Negative feedback loops allow for changes in tightly controlled conditions to be mediated such that they constantly tend towards the optimum condition. When a stimulus disrupts the controlled condition, receptors detect this and send afferent signals to a control centre. This control centre receives various inputs and provides an efferent output on effectors which alter the body’s physiology in order to maintain homeostasis.
For example, a fall in blood calcium (stimulus) disrupts blood calcium concentration (controlled condition). Calcium receptors in the parathyroid cell membranes (receptors) detect this, and send signals to the parathyroid gland (control centre). The parathyroid gland then produces parathyroid hormones, which uses several downstream pathways (increased calcium uptake from the gut by increased action of vitamin D, increased calcium reabsorption in the kidneys, increased calcium release from bones, etc) to restore normal blood calcium levels.
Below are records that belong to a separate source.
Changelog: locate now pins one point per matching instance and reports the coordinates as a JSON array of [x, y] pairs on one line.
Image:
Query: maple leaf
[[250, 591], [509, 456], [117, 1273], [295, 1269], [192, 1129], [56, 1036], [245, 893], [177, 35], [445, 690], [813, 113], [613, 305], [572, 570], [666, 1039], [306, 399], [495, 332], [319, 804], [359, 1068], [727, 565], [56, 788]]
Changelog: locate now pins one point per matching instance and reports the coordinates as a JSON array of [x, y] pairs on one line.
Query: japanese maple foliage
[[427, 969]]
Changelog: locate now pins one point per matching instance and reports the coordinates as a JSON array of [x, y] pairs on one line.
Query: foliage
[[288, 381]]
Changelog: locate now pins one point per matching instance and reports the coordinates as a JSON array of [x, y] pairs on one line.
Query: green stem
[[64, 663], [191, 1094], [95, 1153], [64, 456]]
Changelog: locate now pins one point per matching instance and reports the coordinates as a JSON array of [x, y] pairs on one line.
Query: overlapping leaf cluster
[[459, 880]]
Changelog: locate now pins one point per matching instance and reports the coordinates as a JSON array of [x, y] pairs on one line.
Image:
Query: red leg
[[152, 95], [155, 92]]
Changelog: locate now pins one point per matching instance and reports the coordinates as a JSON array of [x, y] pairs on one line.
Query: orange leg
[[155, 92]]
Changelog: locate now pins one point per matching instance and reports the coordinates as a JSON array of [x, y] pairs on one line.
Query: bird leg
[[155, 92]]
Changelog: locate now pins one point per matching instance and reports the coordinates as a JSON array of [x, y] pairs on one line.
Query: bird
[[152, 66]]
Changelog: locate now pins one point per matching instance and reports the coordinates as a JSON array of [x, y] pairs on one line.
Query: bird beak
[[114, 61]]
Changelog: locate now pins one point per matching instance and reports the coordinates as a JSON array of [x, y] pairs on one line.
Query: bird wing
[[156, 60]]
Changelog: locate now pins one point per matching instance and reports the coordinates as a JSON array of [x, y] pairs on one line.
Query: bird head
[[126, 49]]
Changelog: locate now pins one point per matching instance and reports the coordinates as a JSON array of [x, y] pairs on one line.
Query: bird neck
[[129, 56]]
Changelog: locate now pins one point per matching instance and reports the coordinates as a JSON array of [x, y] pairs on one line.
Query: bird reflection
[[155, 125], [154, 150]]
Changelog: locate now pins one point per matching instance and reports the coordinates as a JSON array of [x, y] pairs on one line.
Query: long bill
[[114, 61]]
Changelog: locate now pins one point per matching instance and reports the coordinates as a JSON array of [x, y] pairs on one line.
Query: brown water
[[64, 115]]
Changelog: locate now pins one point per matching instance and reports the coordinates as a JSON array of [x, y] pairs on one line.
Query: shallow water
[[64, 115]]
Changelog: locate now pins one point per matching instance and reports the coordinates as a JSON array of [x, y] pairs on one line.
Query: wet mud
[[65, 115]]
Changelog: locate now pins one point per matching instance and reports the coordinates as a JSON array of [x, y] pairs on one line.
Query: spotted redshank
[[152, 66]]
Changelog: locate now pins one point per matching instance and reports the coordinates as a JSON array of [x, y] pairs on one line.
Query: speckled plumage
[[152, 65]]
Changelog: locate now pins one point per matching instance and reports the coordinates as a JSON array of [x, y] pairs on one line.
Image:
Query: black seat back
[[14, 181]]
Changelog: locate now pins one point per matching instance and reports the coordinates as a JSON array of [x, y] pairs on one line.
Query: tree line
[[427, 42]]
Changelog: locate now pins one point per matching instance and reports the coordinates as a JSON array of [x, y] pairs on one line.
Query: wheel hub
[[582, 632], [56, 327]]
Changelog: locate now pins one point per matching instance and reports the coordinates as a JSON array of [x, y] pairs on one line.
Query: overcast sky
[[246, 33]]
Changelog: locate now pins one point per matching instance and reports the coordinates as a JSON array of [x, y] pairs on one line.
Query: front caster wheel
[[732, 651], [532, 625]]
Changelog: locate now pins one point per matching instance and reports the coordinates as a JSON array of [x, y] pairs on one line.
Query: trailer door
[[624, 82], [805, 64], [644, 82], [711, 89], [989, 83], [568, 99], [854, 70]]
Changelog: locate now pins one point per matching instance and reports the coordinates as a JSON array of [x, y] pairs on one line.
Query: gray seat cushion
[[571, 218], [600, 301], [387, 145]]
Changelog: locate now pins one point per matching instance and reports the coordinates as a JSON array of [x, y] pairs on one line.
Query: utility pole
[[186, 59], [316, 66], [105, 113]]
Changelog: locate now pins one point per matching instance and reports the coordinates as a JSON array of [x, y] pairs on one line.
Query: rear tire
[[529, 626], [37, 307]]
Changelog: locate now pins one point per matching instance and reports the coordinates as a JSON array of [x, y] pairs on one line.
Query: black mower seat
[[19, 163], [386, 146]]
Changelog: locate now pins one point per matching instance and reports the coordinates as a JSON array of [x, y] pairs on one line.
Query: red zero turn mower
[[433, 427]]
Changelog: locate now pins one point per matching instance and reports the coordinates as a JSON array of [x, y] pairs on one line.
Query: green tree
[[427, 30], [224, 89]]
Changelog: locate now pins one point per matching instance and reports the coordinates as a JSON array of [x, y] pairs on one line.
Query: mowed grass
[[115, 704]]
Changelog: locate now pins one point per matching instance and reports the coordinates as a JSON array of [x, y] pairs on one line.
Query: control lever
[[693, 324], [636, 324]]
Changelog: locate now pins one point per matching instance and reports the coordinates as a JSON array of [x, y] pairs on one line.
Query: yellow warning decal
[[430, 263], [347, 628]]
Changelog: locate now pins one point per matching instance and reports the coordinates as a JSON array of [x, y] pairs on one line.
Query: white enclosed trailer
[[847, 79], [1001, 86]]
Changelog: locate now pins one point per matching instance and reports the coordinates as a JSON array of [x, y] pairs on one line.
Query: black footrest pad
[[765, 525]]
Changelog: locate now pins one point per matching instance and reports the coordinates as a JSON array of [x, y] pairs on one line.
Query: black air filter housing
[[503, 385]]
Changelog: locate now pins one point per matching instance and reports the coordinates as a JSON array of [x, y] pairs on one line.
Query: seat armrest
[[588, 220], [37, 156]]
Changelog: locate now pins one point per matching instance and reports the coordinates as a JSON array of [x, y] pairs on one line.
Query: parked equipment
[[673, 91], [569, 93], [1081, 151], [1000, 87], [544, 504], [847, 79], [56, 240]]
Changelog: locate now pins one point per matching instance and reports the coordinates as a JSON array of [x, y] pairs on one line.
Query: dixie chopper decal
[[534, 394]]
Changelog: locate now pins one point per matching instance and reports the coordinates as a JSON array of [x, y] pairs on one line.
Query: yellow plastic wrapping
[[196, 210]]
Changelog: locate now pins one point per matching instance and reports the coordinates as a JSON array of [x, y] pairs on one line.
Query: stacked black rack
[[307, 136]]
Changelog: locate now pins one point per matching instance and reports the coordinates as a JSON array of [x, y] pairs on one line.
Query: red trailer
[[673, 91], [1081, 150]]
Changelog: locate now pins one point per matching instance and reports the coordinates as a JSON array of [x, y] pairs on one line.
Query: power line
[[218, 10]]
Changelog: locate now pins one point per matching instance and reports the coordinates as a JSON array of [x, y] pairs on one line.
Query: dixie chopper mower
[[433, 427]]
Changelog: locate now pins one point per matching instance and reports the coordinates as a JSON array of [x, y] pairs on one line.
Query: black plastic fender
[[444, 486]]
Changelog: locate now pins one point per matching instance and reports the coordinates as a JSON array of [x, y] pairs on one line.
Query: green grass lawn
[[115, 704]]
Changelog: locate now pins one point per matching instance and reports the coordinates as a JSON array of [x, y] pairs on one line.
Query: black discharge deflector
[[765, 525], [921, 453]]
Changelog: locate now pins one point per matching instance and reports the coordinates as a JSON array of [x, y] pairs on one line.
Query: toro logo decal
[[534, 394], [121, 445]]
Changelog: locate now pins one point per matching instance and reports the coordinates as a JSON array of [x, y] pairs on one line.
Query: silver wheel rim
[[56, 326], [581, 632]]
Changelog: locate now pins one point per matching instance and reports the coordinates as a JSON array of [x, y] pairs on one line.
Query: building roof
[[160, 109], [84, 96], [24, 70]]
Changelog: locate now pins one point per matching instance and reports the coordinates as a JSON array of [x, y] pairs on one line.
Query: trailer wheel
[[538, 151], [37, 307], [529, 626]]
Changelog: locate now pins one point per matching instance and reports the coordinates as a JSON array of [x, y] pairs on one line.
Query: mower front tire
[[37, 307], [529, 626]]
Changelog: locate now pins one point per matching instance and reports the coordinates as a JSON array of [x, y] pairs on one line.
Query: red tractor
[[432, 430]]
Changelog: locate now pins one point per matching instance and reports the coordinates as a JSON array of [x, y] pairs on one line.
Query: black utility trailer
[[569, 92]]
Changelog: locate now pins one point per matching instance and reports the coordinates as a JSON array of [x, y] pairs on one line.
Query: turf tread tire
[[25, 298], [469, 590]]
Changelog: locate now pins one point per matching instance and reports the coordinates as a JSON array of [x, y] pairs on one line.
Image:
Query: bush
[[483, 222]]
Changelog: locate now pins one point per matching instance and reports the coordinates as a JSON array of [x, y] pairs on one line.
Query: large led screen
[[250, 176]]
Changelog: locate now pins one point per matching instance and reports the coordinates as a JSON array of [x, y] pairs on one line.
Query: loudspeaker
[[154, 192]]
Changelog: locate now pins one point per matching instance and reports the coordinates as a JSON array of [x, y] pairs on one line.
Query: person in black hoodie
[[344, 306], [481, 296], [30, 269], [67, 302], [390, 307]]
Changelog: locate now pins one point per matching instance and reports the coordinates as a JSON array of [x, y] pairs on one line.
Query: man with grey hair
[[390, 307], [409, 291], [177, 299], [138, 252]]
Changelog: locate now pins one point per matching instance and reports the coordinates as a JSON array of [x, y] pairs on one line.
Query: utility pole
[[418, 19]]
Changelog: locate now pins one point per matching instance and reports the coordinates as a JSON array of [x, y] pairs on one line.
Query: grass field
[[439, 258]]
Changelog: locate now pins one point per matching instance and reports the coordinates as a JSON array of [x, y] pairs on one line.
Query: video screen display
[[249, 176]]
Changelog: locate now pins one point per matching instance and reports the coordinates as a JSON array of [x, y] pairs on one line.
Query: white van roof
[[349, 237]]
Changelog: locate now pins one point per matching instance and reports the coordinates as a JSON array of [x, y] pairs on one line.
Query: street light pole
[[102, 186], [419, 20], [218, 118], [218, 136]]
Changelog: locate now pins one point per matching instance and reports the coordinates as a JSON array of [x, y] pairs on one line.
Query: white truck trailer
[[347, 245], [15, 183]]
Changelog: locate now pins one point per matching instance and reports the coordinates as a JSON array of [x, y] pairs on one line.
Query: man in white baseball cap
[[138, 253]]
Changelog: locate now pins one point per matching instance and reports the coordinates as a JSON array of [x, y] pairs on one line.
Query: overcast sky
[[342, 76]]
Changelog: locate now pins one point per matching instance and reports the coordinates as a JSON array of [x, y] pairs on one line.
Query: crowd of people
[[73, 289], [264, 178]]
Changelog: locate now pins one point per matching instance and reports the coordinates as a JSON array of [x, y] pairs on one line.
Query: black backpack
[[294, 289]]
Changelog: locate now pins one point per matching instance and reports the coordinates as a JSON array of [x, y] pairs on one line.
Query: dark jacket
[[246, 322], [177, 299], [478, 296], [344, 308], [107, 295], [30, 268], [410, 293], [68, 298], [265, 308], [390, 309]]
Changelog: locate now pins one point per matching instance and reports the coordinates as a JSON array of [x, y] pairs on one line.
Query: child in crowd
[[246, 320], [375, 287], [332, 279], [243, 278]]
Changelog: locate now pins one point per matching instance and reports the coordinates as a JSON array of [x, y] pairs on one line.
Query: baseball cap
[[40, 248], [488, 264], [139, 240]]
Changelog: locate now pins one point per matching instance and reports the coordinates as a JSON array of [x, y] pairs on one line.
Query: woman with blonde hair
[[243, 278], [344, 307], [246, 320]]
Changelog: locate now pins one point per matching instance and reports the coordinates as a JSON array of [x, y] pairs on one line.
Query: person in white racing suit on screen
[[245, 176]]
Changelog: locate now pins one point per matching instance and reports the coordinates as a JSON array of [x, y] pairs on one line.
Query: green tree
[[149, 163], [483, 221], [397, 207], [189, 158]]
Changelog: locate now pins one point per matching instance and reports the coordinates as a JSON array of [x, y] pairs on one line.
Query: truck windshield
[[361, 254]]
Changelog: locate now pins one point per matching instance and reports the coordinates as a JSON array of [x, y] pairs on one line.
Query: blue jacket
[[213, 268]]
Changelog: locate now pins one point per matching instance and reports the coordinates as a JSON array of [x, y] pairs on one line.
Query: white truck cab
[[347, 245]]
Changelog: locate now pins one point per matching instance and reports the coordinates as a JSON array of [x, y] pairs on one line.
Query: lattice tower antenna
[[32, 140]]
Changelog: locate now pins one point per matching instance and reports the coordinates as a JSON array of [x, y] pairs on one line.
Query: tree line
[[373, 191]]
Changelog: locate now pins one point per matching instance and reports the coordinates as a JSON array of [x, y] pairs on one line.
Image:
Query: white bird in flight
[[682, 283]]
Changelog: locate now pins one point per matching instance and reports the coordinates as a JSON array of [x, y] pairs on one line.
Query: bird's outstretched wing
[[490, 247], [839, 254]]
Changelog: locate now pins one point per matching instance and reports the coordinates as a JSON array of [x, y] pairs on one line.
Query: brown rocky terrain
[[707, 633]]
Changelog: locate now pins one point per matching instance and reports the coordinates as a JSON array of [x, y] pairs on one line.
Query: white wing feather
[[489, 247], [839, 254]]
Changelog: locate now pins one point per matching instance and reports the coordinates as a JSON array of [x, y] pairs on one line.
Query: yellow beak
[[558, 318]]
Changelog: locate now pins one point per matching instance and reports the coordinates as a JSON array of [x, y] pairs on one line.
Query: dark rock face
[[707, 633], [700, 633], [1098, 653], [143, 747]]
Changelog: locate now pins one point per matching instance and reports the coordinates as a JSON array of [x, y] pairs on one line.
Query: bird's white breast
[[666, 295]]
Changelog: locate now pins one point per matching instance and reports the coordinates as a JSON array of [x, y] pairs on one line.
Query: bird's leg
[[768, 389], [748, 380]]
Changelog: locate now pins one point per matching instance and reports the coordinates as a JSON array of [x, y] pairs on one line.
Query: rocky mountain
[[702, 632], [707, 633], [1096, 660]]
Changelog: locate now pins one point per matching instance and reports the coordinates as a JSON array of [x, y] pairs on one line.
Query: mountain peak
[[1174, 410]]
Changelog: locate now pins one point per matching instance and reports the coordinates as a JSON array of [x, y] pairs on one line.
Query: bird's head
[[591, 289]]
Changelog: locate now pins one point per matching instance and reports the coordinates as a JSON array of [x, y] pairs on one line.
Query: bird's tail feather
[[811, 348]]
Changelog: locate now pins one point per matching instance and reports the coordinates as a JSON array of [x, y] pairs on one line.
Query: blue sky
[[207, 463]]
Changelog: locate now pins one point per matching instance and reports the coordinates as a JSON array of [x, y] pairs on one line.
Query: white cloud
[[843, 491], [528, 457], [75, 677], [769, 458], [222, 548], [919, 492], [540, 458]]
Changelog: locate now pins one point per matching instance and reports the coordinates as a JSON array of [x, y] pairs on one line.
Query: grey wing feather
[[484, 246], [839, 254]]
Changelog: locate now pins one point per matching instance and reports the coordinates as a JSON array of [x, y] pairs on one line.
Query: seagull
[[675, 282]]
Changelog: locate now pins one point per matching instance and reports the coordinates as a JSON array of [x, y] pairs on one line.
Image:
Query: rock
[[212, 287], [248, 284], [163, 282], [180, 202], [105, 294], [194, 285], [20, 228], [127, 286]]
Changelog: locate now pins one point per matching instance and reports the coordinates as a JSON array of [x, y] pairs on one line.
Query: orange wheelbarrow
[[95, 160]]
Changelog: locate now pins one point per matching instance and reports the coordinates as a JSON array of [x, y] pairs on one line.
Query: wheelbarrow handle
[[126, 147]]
Multiple feedback loops are usually all working simultaneously to allow for fine-tuning. There are different lengths of feedback loop which all operate together:
1) Long-loop feedback - target gland hormones feed back to the control centre to reduce the secretion of more hormone.
2) Short-loop feedback - intermediate glands feed back to the control centre (e.g. pituitary gland feeds back to hypothalamus), this is important if the target gland is not functioning properly.
3) Ultra-short-loop feedback - hormones feed back within the control centre itself (paracrine and autocrine efects inhibit its own production).
Using an example, explain positive feedback control of hormone secretion.
Positive feedback loops are responsible for pushing specific events to completion. In positive feedback, a stimulus effects the controlled condition, and receptors detect this stimulus and feed back the information to a control centre (same as negative). However, rather than mediating the effects of the stimulus to restore homeostasis, the control centre sends signals to efferent effectors to further exacerbate the condition.
An example of positive feedback in the endocrine system is labour in childbirth (must be continued to completion in order for the health of the mother and baby to be ensured). In this example, contractions in the uterus push the baby’s head against the cervix (stimulus), which affects cervical dilation (controlled condition). Stretch sensitive nerve cells in the cervix detect this (receptors), and send signals to a control centre in the brain, which sends efferent signals to muscles in the uterus wall (via oxytocin), increasing dilation of the cervix, pushing the baby further, causing more stretch against the cervix, and the cycle continues until the event has completed.